Using this framework, the researcher will easily be able to fine-tune a network for a classification task.

Audience

This article can be useful for anyone seeking information about transfer learning implementation.

Python knowledge is required to make use of the supplied code. Introductory information about Keras, a deep learning API, is necessary.

Also in order to run the code, a proper deep learning system with a decent graphics card (GPU) with CUDA Compute Capability 3.0 or higher is necessary is necessary.

Information on how to create a deep learning system can be found in one of the following resources:


Why Keras?

Keras is a deep learning API which can use be used with Tensorflow, Theano or CNTK. Keras introduces a simple and intuitive API. It is easy to find resources about Keras. Keras comes with network weights for popular convolutional neural networks.

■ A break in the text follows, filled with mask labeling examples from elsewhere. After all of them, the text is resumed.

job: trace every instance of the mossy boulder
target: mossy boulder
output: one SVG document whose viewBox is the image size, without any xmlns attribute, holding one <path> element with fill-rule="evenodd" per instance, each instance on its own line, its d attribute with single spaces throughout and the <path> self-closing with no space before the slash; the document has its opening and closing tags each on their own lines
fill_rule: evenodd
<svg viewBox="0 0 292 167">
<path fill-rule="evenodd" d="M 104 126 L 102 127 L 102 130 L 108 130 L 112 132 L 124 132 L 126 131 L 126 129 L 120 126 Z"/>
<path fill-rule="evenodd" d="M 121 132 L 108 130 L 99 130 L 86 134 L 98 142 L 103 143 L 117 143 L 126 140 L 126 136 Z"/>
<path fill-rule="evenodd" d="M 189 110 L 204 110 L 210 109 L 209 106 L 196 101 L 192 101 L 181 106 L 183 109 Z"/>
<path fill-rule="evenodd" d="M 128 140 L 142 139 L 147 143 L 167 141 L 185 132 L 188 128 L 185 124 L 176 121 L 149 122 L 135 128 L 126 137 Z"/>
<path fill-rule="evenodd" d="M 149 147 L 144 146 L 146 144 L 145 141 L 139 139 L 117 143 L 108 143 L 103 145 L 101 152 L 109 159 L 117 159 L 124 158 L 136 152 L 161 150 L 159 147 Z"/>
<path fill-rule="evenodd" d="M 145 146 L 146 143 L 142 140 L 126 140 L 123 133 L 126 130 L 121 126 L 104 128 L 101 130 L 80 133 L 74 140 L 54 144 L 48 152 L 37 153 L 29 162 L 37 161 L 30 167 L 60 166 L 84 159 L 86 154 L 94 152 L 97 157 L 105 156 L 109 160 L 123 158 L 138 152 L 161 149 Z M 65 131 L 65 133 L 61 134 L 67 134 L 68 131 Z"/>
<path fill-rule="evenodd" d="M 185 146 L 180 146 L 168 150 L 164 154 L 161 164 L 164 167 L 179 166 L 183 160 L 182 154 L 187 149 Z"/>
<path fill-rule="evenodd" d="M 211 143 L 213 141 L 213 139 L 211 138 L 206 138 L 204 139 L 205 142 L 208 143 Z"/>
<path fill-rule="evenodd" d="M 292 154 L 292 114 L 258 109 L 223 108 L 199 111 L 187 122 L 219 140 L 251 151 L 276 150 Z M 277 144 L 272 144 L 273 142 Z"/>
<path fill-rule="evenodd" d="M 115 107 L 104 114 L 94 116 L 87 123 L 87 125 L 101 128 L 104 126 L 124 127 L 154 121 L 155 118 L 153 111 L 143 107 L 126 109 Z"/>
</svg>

Why a Transfer Learning Framework?

Keras already provides a simple and intuitive interface for transfer learning. For more information, Keras Applications page worths visiting.

However, doing a research requires more than what Keras provides. The proposed Transfer Learning Framework aims to eliminate boilerplate code for researchers. To give an idea, researchers need to run many tests with different parameters. Often it becomes hard to keep track of experiment results and configurations. Keras does not come with tools to visualize experiment results.

The Transfer Learning Framework tries to provide configuration options to execute different experiments without requiring code changes.

User Guide

A. Fine Tune A Model

Let's look at how a model is fine-tuned. For a demo, VGGFace model is fine-tuned for emotion recognition using FER-13 dataset.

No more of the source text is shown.